# MIUI 1.10.28 And Facebook



## antintyty (Jun 21, 2011)

I've noticed that pics that I upload disappear from my pic folder located on my phone, that's no good at all...

Any body else?


----------



## antintyty (Jun 21, 2011)

It is immediately deleted from that album when it uploads....


----------



## DXC (Aug 16, 2011)

can't replicate... anyone else?


----------



## kochoid (Jul 11, 2011)

That happened to me yesterday on 10.21. :-(


----------



## Lopedog (Jun 11, 2011)

droidxchat said:


> can't replicate... anyone else?


No problems here pic uploaded fine and still have pic on phone.

Gettin crazy with the Cheese Wiz.


----------



## DXC (Aug 16, 2011)

seems to be a global miui issue, here's it happen on the HD2:

http://forums.miui.us/showthread.php?9175-Facebook-picture-upload

you'll have to wait for the miui dev's to fix this one, sorry


----------



## kcirradx (Jul 29, 2011)

droidxchat said:


> can't replicate... anyone else?


Yes, this happened to me twice yesterday. Although in my case, the uploads to fb failed.

I attempted to upload 2 pics on separate occasions, each upload failed since I didn't have a 3g connection, and each photo disappeared from the gallery.

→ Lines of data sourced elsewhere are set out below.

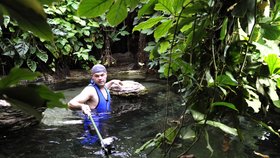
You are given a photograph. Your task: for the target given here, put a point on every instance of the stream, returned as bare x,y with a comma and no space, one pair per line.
60,132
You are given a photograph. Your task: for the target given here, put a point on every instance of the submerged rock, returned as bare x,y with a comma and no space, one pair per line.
12,119
128,88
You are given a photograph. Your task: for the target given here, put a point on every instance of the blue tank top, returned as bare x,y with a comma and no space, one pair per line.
103,104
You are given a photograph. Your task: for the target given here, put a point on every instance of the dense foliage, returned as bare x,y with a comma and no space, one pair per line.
224,55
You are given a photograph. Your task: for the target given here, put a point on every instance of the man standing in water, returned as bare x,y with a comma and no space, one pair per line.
94,100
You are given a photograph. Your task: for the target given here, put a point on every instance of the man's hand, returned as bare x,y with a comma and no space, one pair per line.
86,109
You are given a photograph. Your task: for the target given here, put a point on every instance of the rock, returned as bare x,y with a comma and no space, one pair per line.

So I am left with neither of the photos I took.









On 1.10.21


----------



## DXC (Aug 16, 2011)

global miui issue, nothing i can do here, sorry


----------



## kcirradx (Jul 29, 2011)

droidxchat said:


> global miui issue, nothing i can do here, sorry


No problem dxc. Thanks for all your efforts with this rom!


----------



## antintyty (Jun 21, 2011)

Thanks for the info....


----------



## onlyred (Jun 7, 2011)

You might try cropping or otherwise editing your photo before uploading as a future workaround. That should automatically save a new image (the cropped/edited one) which in theory would maintain your OG image on your sd card. But I am only guessing here, I'm still on .21 waiting for a full charge before installing .28. Sorry you lost pics, that sucks


----------



## kochoid (Jul 11, 2011)

Use quickpic to upload. The pic does not get deleted from miui.us gallery or from quickpic.


----------



## masonjb (Oct 6, 2011)

Happened to me on .21, not only uploading to Facebook but sending in a picture message. Facebook uploads failed and pictures are gone.... But this only happened to pictures that I took with camera, if I forwarded a picture that was sent to me no problem...


----------



## BMc08GT (Jun 23, 2011)

thread moved and renamed to denote MIUI. developer section is currently only for releases.


----------



## kcirradx (Jul 29, 2011)

Thanks for the suggestions. Going to try quickpic. Hopefully, a fix is in the works because I usually access the default miui gallery from the miui camera. Having to access quickpic adds another step.


----------